A questão da vigilância generalizada não é particularmente nova. A onipresença de smartphones, câmeras de campainha e dashcams torna provável que você esteja sendo gravado em qualquer lugar que vá. Mas Chris Gilliard, um estudioso independente de privacidade que estudou os efeitos das tecnologias de vigilância, disse que as câmeras escondidas dentro dos óculos inteligentes provavelmente permitiriam que os malfeitores – como as pessoas que tiram fotos sorrateiras de outras na academia – causassem mais danos.
“O que essas coisas fazem é não tornar possível algo que era impossível”, disse ele. “Elas facilitam algo que era menos fácil.”
Albert Aydin, porta-voz da Meta, disse que a empresa leva a privacidade a sério e projetou medidas de segurança, incluindo uma tecnologia de detecção de violação, para evitar que os usuários cubram a luz Led com fita adesiva.
Em outras situações mundanas, os óculos Ray-Ban Meta me afetaram de maneiras estranhas. Quando eu estava prestes a atravessar uma entrada de garagem no meu bairro, vi um carro começar a dar ré. Minha reação imediata foi pressionar o botão de gravação, caso eu precisasse capturar o motorista agindo de forma irresponsável. Mas ele cedeu adequadamente e eu atravessei, sentindo-me envergonhado.
Momentos da vida
Embora os óculos Ray-Ban Meta não tenham feito com que eu me sentisse mais presente ou mais seguro, eles foram bons para capturar um tipo específico de foto – os momentos da vida que eu normalmente não registraria porque minhas mãos estariam preocupadas.

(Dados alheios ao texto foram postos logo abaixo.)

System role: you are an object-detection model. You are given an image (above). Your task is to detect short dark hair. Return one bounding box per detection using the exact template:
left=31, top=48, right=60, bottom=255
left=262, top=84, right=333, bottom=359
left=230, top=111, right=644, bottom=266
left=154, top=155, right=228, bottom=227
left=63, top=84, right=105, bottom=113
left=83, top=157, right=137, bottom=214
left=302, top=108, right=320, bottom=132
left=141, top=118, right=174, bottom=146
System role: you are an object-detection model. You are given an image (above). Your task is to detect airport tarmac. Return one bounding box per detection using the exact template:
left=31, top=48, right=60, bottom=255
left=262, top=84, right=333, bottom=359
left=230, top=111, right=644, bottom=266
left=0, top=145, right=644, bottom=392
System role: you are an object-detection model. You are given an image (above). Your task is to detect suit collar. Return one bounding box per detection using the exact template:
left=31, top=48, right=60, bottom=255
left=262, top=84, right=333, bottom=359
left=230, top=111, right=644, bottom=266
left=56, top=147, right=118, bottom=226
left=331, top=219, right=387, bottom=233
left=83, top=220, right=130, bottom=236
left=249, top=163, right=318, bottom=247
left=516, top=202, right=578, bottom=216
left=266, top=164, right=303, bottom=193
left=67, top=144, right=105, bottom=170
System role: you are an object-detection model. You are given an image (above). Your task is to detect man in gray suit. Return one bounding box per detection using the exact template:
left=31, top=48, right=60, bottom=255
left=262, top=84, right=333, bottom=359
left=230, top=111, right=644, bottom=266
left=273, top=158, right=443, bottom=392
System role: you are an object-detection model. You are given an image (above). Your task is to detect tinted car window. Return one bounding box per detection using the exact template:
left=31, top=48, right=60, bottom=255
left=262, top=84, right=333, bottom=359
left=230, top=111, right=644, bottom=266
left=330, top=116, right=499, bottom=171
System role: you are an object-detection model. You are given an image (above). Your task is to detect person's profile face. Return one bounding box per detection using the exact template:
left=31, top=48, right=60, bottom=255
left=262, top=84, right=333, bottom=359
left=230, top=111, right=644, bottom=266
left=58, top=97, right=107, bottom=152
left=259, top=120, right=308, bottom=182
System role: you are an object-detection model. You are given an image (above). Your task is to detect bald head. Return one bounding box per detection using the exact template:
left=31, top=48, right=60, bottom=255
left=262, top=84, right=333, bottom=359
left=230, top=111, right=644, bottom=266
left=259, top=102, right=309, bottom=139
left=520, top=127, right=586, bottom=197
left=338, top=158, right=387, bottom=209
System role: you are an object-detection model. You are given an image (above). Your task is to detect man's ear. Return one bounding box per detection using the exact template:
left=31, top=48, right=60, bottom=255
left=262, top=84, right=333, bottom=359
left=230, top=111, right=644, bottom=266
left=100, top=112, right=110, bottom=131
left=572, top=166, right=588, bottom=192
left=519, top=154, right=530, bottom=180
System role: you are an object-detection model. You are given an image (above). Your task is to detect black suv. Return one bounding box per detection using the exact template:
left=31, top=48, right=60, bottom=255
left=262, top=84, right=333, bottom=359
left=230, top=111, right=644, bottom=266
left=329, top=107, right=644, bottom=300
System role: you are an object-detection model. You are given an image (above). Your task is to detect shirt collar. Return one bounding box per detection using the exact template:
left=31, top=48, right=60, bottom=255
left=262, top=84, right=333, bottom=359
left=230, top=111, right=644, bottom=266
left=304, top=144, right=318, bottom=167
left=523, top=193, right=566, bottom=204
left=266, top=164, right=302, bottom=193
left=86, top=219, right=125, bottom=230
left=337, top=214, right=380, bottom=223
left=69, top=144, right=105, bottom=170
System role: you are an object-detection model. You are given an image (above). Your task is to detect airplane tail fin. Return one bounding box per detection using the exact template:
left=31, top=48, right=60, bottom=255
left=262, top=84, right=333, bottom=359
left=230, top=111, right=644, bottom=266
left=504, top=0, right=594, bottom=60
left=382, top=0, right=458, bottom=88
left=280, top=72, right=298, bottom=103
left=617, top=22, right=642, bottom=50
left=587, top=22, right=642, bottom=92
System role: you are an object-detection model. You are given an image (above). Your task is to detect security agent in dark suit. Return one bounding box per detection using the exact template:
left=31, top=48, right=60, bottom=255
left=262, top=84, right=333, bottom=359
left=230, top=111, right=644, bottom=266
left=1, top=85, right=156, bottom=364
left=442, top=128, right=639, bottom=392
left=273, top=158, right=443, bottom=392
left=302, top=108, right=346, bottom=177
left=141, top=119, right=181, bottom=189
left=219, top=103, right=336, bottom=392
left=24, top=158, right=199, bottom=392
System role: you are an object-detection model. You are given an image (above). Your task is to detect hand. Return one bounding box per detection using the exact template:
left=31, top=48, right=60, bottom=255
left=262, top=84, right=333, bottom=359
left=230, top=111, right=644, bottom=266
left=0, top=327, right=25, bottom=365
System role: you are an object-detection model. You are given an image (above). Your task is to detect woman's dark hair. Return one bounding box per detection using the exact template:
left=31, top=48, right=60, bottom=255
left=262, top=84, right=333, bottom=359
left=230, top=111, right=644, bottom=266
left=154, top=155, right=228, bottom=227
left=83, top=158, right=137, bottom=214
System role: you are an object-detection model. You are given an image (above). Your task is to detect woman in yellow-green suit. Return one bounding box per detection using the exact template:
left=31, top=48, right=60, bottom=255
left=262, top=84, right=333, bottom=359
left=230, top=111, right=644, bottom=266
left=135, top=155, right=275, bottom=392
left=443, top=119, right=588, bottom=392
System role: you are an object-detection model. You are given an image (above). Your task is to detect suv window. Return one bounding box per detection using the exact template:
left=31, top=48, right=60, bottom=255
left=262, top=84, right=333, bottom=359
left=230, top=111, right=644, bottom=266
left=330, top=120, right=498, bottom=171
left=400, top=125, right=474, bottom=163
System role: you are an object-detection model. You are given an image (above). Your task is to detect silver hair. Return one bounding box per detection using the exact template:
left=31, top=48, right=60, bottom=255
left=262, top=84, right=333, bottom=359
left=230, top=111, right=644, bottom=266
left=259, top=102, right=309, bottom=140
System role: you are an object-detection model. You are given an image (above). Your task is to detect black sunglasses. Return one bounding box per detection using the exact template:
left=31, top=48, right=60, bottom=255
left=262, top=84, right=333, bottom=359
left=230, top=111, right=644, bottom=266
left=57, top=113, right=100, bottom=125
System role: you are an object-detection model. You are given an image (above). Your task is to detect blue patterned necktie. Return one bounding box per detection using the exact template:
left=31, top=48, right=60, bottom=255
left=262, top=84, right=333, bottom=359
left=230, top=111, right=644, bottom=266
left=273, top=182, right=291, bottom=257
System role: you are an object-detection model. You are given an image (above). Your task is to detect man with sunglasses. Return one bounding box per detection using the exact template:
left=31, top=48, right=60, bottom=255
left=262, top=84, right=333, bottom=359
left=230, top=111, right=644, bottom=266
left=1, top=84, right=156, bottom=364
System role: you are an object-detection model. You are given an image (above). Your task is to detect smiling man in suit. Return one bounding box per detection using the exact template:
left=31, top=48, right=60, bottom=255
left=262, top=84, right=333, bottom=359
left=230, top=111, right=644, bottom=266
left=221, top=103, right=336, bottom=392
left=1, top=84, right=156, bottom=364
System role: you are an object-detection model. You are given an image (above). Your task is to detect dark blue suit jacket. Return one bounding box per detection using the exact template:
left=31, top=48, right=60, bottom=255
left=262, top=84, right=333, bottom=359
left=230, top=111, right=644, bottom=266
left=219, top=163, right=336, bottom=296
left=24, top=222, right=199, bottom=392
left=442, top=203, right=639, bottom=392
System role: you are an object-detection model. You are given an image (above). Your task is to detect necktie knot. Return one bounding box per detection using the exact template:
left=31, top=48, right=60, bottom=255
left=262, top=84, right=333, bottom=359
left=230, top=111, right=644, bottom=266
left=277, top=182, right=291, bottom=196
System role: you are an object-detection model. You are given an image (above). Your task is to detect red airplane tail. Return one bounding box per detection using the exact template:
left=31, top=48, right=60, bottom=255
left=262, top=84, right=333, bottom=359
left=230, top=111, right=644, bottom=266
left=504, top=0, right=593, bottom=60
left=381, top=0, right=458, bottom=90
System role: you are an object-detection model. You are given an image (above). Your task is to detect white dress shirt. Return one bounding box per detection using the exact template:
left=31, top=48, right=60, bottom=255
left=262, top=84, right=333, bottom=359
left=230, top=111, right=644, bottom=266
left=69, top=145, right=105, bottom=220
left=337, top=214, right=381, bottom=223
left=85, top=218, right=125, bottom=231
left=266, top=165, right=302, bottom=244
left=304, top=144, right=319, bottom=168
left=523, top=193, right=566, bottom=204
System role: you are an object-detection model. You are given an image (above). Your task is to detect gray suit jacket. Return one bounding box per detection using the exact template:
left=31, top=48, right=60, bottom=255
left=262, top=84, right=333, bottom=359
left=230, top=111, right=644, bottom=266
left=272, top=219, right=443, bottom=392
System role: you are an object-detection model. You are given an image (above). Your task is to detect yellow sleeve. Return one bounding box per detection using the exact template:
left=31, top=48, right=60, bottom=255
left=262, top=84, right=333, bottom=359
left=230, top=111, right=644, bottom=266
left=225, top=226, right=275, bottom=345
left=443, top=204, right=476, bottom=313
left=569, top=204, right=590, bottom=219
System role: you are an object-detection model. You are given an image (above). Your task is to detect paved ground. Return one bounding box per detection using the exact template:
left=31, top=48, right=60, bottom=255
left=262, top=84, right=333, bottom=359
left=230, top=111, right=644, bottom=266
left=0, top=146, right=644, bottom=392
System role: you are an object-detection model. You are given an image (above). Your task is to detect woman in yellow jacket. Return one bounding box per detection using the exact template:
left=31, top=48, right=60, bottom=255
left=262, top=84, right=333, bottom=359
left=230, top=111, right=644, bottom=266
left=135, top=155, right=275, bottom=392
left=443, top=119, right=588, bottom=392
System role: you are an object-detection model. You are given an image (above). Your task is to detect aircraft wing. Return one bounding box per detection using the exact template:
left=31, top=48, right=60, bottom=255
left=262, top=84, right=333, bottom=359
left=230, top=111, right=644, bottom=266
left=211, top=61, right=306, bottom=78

Com os óculos, gravei um vídeo do meu corgi, Max, latindo vigorosamente para sair para uma caminhada enquanto eu amarrava meus sapatos – um lado dele que seus seguidores do Instagram normalmente não veem. Gravei um vídeo dos meus cães e da minha esposa enquanto caminhávamos por uma trilha, o que normalmente seria difícil de fazer com um smartphone mantendo minhas mãos firmes. Enquanto cortava algumas sobras de carne para fazer o almoço, gravei meu labrador, Mochi, me observando com olhos famintos.
A filmagem tinha uma qualidade excelente – a câmera parecia estar flutuando enquanto eu me movia. Minha esposa e eu concordamos que olharíamos para trás e veríamos os vídeos de nossos cães com carinho. No entanto, embora esses tipos de momentos sejam realmente preciosos, esse benefício provavelmente não será suficiente para convencer a grande maioria dos consumidores a comprar óculos inteligentes e usá-los regularmente, considerando os possíveis custos de perda de privacidade e distração.
É fácil imaginar, no entanto, alguns aplicativos que poderiam fazer com que os óculos inteligentes se tornassem populares. Um teleprompter holográfico que mostrasse os pontos de discussão no canto do olho durante uma apresentação, por exemplo, seria fantástico. Independentemente de esse produto ser desenvolvido pela Meta ou mesmo pela Apple, que espera fabricar óculos inteligentes depois de seu headset Vision Pro, esse futuro não parece muito distante.